Chapitre 24

« J’ai vu l’ordonnance de maman », dit calmement le vieil homme. « En fait, vous savez sans doute déjà ce qui se passe, n’est-ce pas ? Plusieurs des principaux ingrédients de son ordonnance sont les mêmes que les vôtres. Il ne manque que le cordyceps. »

Les paupières de Hui Niang tressaillirent. « Avez-vous envoyé quelqu'un se renseigner sur la situation de Chang Sheng Long ? »

Changshenglong est une pharmacie renommée de la capitale, réputée pour ses prix élevés et la qualité supérieure de ses herbes médicinales.

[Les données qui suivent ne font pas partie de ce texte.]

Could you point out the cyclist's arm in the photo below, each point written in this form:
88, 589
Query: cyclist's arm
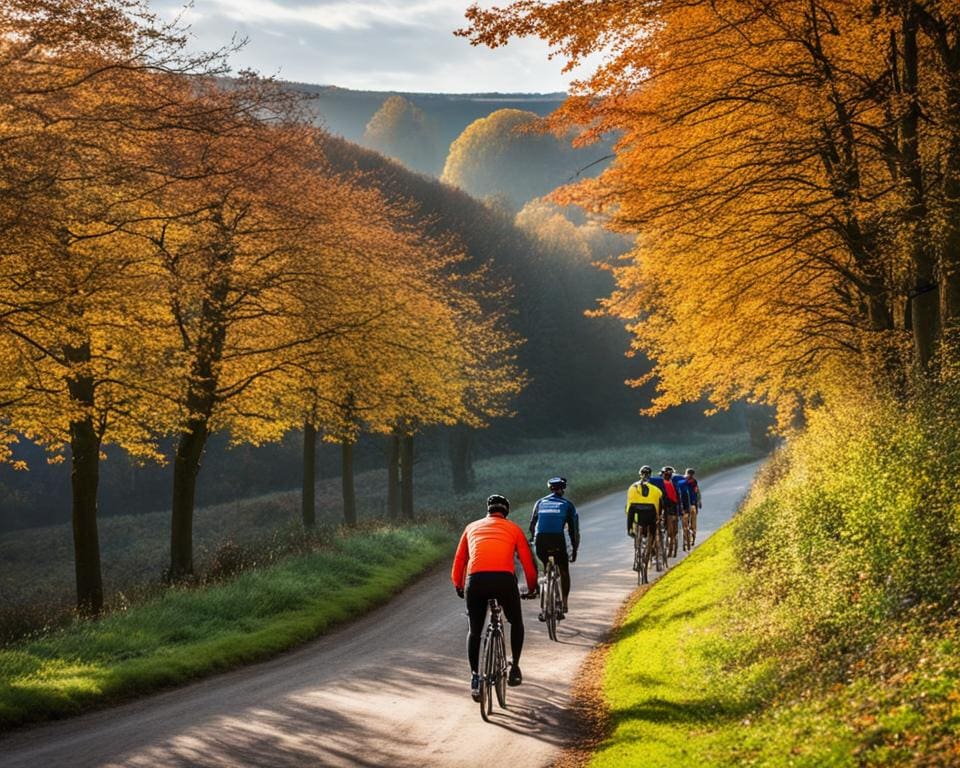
573, 526
526, 560
459, 570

Presque tous les nobles et membres de la famille royale de Pékin s'y approvisionnent en médicaments.

«

Faut-il vraiment enquêter

?

» demanda le Grand Secrétaire Jiao. «

Changshenglong bénéficie du soutien financier d’Yichun, c’est pourquoi nous l’utilisons. Ils nous fournissent forcément ce qu’il y a de mieux, qui l’ignore

? Les autres plantes médicinales, c’est une chose, mais ce Cordyceps sinensis, le meilleur au monde, vient du Qinghai… Sinon, pourquoi serions-nous si pressés de combattre les Rong du Nord il y a quelques années

?

»

Après la pacification des Rong du Nord, Quan Zhongbai mena des dizaines de gardes dans les Régions de l'Ouest à la recherche de plantes médicinales – une histoire bien connue dans la capitale. Ses dons de guérison miraculeux ayant prolongé la maladie du défunt empereur de plusieurs années, la famille Quan monopolisa naturellement l'approvisionnement en plantes médicinales des Régions de l'Ouest…

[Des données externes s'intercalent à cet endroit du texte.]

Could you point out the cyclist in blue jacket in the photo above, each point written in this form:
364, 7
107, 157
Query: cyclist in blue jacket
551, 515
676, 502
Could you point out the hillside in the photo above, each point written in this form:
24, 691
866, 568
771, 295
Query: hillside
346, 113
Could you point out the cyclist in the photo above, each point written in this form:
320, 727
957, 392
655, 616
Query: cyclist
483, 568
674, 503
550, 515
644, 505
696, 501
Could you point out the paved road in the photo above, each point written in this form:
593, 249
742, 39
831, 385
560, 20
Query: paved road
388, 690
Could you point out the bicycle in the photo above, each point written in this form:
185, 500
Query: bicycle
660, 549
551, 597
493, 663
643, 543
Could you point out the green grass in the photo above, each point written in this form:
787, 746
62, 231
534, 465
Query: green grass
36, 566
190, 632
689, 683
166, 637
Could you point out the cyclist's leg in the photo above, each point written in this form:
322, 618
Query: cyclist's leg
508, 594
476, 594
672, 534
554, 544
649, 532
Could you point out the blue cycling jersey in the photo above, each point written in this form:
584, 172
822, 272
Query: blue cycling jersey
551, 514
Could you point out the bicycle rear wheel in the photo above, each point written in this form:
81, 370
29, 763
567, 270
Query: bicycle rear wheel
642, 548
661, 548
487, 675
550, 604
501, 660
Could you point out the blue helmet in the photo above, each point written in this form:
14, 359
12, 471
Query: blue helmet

Hui Niang se mordit aussitôt la lèvre en jetant un coup d'œil au vieil homme. « Il a dit qu'il était habitué au célibat et qu'il n'avait aucune envie de se remarier… »

«

Vous avez bien trop peu confiance en Quan Ziyin

», dit le vieil homme d'un ton méprisant. «

Je peux vous garantir qu'il y a probablement d'innombrables personnes dans la famille Quan qui souhaitent votre mort. Mais il n'en fait certainement pas partie. S'il était vraiment aussi impitoyable, il ne vous aurait pas dit de telles choses à l'époque.

»

Il conseilla ensuite à Huiniang : « Son esprit libre est incompatible avec le tien, ce que j'avais anticipé depuis longtemps. Tu dois t'y préparer. Une fois dans la famille Quan, mets tout le reste de côté et gagne-le d'abord. Après avoir eu deux fils, vous pourrez alors aborder d'autres sujets. »

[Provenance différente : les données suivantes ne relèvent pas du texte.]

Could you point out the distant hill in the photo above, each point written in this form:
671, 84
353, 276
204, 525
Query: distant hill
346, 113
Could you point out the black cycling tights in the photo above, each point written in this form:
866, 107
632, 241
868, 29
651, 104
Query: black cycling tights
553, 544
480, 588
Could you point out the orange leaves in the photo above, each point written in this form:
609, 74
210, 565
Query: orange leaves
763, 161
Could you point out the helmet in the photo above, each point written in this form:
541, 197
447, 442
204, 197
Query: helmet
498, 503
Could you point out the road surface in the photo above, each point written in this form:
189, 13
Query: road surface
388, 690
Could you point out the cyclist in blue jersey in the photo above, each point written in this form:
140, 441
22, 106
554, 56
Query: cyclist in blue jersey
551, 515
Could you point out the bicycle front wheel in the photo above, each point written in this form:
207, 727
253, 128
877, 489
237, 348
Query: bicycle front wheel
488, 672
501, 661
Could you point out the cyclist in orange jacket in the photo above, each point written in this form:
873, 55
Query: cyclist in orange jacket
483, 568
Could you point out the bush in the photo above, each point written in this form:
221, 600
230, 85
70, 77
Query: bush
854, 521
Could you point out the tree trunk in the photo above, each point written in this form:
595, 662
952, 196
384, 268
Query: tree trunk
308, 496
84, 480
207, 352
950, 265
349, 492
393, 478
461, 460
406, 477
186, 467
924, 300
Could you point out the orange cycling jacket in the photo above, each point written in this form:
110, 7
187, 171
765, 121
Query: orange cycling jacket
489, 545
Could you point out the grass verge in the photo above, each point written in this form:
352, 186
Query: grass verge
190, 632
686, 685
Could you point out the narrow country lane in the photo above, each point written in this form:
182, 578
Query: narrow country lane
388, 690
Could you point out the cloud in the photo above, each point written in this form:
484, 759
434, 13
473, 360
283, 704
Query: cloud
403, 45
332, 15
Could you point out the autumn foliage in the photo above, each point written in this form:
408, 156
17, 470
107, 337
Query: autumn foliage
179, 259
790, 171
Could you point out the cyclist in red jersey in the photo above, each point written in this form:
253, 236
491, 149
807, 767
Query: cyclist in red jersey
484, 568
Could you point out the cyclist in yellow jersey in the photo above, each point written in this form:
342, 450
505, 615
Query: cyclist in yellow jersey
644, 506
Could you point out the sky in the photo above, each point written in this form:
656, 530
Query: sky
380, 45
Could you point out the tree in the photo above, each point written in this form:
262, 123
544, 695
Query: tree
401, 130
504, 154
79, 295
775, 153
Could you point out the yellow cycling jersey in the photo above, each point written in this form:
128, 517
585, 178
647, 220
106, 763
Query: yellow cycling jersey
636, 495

Même si Hui Niang était déterminée et impitoyable, elle restait une femme, et, de surcroît, plutôt fière. La jeune fille fit la moue, sachant pertinemment que son grand-père avait raison, mais tout de même un peu contrariée. « Mais il doit d'abord pouvoir avoir des enfants, tu sais. Je crois que son frère aîné… »

Le vieil homme était à la fois amusé et exaspéré par la petite crise de colère de sa petite-fille. Il insista : « S'il peut avoir un enfant, alors bien sûr que tu devrais en avoir un avec lui. S'il ne veut pas d'enfant avec toi, alors même si tu dois recourir à un donneur de sperme, tu devras quand même avoir cet enfant ! »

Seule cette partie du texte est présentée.